Sadece bu konu değil 12 Eylül faşizminde yüzbinlerce sol kitap yakıldı, yazarları hapisanelere atıldı o değerli insanların aileleri mali baskı altında değilmi idi. Hangi şartlarda bugünlere geldiler. Yine Cumhuriyeti örnek verirsek 12 Eylül faşizminde en uzun süre kapatılan, üretilemeyen satılamayan bir gazete nasıl ayakta kaldı.Bunlar mali baskı değilmi idi.? Lütfen sol adına mücadelede Fethullah gibi salya sümük halkın karşısına geçerek bana mali baskı uygulanıyor ben muhalefetimi yapamıyorum, mücadelemi yapamıyorum demeye kimsenin hakkı yoktur hele hele bunu ulusalcılık, yurtseverlik sol adına yapmaya kimsenin hakkı yoktur. Vede utanç vericidir bence.

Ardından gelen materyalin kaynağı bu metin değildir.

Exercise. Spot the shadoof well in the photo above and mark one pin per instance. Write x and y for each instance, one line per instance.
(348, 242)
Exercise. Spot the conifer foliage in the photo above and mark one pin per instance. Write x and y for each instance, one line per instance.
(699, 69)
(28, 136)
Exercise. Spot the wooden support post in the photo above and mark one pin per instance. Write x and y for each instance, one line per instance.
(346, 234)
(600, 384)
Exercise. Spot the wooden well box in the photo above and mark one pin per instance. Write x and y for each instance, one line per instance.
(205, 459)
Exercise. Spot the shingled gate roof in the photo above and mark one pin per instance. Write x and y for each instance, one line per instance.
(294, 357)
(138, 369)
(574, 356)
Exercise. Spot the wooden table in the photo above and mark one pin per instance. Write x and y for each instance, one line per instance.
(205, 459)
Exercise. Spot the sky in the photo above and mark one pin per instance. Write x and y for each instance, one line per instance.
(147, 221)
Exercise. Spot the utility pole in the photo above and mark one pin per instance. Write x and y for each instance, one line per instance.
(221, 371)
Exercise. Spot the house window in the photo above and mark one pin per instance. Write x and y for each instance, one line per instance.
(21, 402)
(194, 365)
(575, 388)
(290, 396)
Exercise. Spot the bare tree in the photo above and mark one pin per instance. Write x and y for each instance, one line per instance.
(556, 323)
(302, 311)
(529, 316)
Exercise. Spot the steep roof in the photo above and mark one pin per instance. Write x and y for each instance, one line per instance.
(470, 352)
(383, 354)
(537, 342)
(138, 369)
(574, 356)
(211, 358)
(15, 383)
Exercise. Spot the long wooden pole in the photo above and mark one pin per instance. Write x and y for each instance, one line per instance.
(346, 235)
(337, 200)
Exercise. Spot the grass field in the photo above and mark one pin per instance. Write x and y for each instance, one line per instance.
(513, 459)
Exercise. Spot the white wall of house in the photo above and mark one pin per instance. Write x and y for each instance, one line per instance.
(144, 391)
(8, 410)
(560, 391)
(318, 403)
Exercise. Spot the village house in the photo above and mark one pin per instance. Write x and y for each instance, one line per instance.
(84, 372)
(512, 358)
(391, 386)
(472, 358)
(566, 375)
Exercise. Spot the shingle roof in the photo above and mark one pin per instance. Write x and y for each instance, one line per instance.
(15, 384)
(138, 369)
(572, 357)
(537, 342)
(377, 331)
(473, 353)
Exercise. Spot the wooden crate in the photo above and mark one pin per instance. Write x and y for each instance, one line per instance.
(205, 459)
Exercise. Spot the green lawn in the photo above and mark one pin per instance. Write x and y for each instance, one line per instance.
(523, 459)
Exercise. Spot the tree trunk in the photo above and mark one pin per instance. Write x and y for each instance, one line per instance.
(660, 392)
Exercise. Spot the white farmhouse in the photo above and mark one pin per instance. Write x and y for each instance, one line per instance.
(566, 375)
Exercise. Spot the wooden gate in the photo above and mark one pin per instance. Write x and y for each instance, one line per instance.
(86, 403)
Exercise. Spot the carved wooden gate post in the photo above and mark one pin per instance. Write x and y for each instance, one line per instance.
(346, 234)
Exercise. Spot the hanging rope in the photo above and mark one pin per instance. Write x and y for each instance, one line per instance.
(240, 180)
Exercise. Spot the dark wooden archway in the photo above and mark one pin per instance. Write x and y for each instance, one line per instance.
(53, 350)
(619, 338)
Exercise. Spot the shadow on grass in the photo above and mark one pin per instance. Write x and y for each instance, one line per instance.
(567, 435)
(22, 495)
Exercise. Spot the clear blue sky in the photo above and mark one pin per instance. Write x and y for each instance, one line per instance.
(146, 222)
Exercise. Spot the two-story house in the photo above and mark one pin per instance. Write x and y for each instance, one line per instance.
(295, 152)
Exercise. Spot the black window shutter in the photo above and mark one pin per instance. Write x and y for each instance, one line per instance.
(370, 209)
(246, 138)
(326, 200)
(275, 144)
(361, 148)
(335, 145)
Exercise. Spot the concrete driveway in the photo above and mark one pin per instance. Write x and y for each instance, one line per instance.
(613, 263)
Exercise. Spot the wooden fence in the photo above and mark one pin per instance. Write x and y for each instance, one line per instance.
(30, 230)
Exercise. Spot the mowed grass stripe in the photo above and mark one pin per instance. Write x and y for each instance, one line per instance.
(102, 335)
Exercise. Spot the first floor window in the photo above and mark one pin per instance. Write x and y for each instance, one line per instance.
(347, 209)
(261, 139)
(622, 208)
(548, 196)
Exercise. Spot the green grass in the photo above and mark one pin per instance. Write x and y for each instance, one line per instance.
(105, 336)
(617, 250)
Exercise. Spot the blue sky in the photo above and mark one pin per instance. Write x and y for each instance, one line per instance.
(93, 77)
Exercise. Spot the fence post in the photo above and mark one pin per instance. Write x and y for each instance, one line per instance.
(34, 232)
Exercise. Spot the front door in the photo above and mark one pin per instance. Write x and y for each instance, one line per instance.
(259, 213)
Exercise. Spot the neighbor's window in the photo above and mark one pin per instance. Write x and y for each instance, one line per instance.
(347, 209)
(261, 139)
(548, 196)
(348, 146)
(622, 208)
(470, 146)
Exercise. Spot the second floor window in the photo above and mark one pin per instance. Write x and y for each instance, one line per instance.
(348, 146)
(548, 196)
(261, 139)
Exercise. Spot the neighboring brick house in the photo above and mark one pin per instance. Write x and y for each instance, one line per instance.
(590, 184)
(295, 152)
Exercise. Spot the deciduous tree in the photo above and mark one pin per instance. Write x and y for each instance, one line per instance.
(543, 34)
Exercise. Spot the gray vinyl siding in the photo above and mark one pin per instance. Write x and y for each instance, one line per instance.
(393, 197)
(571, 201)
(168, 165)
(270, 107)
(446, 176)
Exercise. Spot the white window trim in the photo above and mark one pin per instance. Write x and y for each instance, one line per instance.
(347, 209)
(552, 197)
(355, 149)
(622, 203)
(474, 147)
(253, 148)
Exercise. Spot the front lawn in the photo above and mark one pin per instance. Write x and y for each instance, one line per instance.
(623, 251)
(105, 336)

Diğer çok uzun sürecek mali baskılara örnek vermek bence yersiz. Tabiki Ulusal Kanal'ın ücretini ödediği halde uydu yayınlarının kesilmesi baskı değilmi idi. Şu an Sn. Perinçek'in çektikleri, 80 küsür yaşında bir duayenin hala sağlıkla mücadele etmesini hangi baskı şekline sokacağımıza ben karar veremiyorum artık.

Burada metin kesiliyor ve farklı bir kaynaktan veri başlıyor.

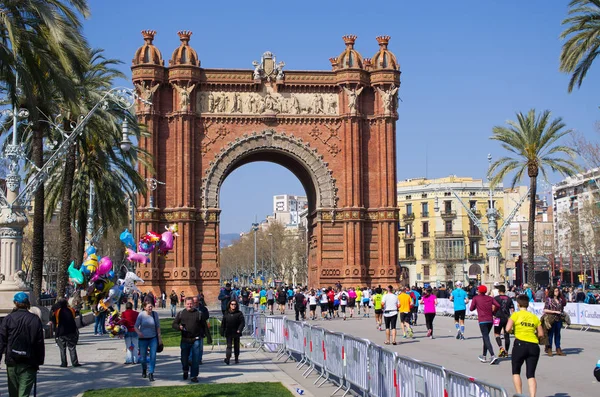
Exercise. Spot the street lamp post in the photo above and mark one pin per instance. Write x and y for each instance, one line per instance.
(13, 205)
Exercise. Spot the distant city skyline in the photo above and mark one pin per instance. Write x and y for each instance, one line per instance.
(462, 72)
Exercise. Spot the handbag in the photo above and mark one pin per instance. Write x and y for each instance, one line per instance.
(160, 346)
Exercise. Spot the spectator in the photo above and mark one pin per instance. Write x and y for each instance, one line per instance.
(22, 343)
(232, 327)
(147, 327)
(67, 333)
(128, 319)
(225, 297)
(191, 325)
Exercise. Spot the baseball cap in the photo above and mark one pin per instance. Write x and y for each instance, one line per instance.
(21, 297)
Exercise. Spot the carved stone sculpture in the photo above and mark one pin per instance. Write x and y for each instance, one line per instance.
(353, 99)
(184, 96)
(146, 93)
(389, 99)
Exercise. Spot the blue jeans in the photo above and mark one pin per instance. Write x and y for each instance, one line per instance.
(193, 350)
(99, 321)
(131, 346)
(554, 333)
(144, 344)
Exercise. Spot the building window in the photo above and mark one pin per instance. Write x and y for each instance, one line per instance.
(426, 249)
(410, 250)
(448, 227)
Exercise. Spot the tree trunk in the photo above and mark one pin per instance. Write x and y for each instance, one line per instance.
(37, 267)
(82, 223)
(531, 231)
(66, 243)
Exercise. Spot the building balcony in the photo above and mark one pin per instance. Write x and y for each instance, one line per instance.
(474, 234)
(449, 235)
(476, 257)
(448, 214)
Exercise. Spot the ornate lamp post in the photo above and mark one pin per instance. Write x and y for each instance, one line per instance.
(13, 205)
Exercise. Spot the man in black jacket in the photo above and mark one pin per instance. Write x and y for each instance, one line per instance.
(22, 343)
(67, 334)
(191, 323)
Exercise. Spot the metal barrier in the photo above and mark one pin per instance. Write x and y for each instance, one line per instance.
(420, 379)
(356, 355)
(335, 358)
(459, 385)
(383, 379)
(294, 339)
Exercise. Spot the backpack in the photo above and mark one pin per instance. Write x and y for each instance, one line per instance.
(590, 299)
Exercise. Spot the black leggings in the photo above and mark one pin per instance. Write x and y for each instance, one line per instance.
(528, 353)
(485, 329)
(429, 321)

Genç arkadaşlarıma solun tarihi en azından Türk solunun mücadele tarihlerini okumalarını tavsiye ediyorum. Körü körüne kişilere inanarak savunmayı doğmatik buluyorum. Geçmişi bilmeden bugünü kuramayacağımızı, bu günü kurmadan geleceğimizi şekillendiremiyeceğimizi lütfen unutmayın. O yüzden bol bol okuyun.

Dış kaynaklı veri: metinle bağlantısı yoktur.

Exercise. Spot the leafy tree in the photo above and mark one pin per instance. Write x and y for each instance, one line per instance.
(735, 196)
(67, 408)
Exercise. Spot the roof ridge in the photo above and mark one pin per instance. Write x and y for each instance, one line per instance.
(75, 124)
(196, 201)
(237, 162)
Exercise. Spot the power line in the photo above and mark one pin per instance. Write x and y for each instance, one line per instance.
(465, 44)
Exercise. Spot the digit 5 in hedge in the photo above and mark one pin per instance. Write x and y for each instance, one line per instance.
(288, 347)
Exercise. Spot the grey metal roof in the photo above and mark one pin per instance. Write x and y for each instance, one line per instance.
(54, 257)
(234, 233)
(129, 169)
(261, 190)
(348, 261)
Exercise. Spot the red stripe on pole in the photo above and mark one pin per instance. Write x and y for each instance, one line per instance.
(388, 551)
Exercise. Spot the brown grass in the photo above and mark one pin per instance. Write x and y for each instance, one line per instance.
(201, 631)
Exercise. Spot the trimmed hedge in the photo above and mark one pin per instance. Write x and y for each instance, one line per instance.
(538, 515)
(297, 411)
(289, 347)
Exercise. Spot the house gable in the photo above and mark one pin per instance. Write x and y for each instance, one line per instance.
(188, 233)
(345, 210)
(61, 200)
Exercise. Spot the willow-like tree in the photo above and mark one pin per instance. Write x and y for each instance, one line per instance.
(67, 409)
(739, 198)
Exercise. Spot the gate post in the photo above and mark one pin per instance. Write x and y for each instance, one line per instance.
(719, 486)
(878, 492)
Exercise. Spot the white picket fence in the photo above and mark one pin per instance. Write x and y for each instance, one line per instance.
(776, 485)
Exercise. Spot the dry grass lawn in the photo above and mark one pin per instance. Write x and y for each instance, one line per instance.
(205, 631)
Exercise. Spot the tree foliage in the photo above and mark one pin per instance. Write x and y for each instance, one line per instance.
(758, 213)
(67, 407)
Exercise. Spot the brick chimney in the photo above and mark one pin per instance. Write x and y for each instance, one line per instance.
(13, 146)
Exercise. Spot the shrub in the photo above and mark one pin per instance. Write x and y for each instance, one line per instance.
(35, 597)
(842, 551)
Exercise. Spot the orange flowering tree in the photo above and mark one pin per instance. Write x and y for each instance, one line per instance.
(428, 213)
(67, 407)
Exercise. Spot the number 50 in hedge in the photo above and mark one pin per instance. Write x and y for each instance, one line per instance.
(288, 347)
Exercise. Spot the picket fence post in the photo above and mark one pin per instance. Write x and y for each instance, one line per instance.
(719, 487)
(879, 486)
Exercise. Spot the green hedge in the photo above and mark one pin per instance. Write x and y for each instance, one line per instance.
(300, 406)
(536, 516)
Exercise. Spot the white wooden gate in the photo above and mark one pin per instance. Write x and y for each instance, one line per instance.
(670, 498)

Sözlerimi yazının başında sorunun KT olayı olmadığını Sn. Özkan olayı olduğunu yazmıştım. Evet eğer sayın Özkan'da birazcık sol bilinç ve tarih bilinci en önemliside kendisine güvenen milyonlara, izleyicilerine biraz güvenebilme bilinci olsa idi , dürüstçe fikirlerini paylaşsa idi, bir programı olsa idi bunlar yaşanmazdı diye düşünüyorum. Basit bir örnekle hangi solcu AB fonlarından alınan hibe paralarla pogram yaptırtır kanalında? Saros vakfına program yaptırmakla eşdeğer değilmi bunlar. İşin bu tarafıda uzun tartışmalara neden olur ama düşünmeye değer diyorum.
Bu fikirler gelişmelerin dünü ve bugününü takip etme sonucu oluşmuştur. En baştada yazdığım gibi sadece eleştirel aklın süzgecinden geçirilmiş düşünceler olarak algılanmasını rica ediyorum.